Im Zuge der Diskussion um den Zustand von Polizeidienststellen in Österreich hat das Innenministerium am Donnerstag neue Zahlen bekanntgegeben. Demnach befinden sich 296 Polizeidienststellen in Österreich derzeit in Sanierung, werden erweitert oder neugebaut - 93 davon in Wien. Erst im Juni war eine Debatte um den Neubau der Polizeiinspektion Keplergasse in Wien-Favoriten entbrannt, die wegen Mängeln nun in eine ehemalige Bankfiliale verlegt und umgebaut werden soll.

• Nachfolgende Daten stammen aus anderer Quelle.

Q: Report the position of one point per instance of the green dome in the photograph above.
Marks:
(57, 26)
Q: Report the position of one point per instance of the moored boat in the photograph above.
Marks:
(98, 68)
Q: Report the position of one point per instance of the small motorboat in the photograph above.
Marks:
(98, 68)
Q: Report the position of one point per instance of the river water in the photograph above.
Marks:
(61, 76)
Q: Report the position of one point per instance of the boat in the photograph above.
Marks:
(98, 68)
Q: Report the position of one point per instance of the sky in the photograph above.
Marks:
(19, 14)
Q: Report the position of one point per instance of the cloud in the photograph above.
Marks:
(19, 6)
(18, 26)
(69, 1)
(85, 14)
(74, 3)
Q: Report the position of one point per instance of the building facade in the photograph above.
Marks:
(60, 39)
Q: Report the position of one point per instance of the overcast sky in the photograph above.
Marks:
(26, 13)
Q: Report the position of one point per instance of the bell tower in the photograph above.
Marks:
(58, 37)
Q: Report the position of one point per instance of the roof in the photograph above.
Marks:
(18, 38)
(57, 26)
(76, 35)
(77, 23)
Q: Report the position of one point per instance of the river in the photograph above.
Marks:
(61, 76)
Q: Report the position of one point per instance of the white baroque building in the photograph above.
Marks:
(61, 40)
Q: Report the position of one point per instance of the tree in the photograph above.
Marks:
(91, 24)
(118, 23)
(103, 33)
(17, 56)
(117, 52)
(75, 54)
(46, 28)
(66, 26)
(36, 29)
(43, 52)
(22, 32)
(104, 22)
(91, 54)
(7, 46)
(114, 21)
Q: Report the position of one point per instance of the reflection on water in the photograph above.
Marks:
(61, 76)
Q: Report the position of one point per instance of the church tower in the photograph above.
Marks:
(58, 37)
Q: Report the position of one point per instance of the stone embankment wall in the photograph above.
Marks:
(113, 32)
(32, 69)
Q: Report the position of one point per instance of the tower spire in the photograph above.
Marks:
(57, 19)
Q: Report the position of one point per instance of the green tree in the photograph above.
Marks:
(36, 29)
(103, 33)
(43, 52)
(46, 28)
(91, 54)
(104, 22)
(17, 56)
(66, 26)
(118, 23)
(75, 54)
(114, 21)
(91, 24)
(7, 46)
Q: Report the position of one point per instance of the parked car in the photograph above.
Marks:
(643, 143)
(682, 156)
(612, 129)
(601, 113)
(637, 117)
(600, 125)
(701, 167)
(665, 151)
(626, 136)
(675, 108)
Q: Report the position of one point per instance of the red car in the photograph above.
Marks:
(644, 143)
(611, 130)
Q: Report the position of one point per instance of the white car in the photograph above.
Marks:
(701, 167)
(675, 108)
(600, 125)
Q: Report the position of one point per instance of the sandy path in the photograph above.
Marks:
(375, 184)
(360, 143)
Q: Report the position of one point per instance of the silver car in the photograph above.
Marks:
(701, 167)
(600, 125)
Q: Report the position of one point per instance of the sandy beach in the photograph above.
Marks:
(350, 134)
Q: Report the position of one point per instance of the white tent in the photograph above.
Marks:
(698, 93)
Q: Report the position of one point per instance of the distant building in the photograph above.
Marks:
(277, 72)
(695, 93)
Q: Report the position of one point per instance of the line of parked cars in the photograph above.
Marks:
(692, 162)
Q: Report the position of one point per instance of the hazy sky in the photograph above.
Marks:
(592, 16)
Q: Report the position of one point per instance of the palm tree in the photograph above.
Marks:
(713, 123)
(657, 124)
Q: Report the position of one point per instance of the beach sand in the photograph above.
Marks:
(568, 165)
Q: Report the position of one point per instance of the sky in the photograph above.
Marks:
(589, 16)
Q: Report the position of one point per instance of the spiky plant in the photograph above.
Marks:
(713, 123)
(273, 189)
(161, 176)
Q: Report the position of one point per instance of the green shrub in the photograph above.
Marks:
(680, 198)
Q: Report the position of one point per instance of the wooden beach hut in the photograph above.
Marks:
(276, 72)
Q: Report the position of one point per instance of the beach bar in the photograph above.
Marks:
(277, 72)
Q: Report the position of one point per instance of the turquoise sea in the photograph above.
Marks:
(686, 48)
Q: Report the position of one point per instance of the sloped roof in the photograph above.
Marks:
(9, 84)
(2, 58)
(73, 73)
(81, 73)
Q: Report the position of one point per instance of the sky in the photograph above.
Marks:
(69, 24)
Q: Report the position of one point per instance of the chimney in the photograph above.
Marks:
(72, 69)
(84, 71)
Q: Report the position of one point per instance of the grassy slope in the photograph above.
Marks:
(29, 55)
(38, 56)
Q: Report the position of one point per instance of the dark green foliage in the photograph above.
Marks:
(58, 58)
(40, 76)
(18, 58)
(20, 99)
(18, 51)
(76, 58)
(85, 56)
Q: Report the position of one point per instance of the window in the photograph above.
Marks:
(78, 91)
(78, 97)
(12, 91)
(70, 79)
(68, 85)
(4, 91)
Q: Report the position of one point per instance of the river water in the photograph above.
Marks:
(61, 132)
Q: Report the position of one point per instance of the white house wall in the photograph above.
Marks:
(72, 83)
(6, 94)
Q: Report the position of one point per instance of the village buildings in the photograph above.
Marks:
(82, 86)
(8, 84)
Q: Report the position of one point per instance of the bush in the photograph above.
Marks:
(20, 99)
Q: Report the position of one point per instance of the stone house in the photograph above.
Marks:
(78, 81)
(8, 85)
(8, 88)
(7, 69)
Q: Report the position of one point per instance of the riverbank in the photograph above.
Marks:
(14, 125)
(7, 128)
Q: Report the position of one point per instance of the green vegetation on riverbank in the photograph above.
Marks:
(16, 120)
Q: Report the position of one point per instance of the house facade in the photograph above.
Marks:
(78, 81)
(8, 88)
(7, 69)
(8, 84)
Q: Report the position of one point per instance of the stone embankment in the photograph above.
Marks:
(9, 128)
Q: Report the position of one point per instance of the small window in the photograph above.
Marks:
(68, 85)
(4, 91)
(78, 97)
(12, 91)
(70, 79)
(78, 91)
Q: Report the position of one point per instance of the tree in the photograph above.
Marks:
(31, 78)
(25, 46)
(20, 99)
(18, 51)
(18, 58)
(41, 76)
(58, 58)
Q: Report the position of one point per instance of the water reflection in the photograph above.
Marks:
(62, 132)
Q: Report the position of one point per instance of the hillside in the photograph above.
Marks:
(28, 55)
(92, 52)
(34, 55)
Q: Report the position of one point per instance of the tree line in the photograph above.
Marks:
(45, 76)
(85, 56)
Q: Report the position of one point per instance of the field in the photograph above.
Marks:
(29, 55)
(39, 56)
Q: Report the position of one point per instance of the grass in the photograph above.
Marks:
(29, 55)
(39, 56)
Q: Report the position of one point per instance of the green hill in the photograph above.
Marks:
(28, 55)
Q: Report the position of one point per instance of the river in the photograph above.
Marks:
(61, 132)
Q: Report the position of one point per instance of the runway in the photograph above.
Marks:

Personalvertreter weisen seit langem auf aus ihrer Sicht untragbare Zustände in zahlreichen Dienststellen hin. "Mehr als zwei Drittel der Polizeiinspektionen in Wien sind zu klein und entsprechen nicht mehr dem Konzept einer modernen Polizei", zitierte die Tageszeitung "Kurier" (Donnerstagausgabe) den Wiener Polizeigewerkschafter Walter Strallhofer von der Fraktion Sozialdemokratischer Gewerkschafter (FSG). "In einer Dienststelle in Ottakring gab es zum Beispiel einen Legionellenbefall: Da ist ein Kollege erkrankt, weil die Leitungen nicht richtig durchgespült wurden", sagte Strallhofer. Er verweist auch auf fehlende Klimaanlagen, Mängel bei Toilettenräumen oder den Umstand, dass Inspektionen nur am Wochenende gereinigt werden. Auch der FCG-Gewerkschafter Franz Brauchhart forderte im "Kurier" die standardmäßige Aufrüstung der Inspektionen mit Klimaanlagen. Der blaue AUF-Gewerkschafter Werner Herbert betonte, "der marode Zustand einiger Inspektionen" sei seit Jahren bekannt. "Dass man jetzt kurz vor der Nationalratswahl draufkommt, ist auch ein wenig durchsichtig", sagte Herbert von der Aktionsgemeinschaft Unabhängiger und Freiheitlicher (AUF) über die Maßnahmen, die das Innenministerium eine "Immobilienoffensive" nennt.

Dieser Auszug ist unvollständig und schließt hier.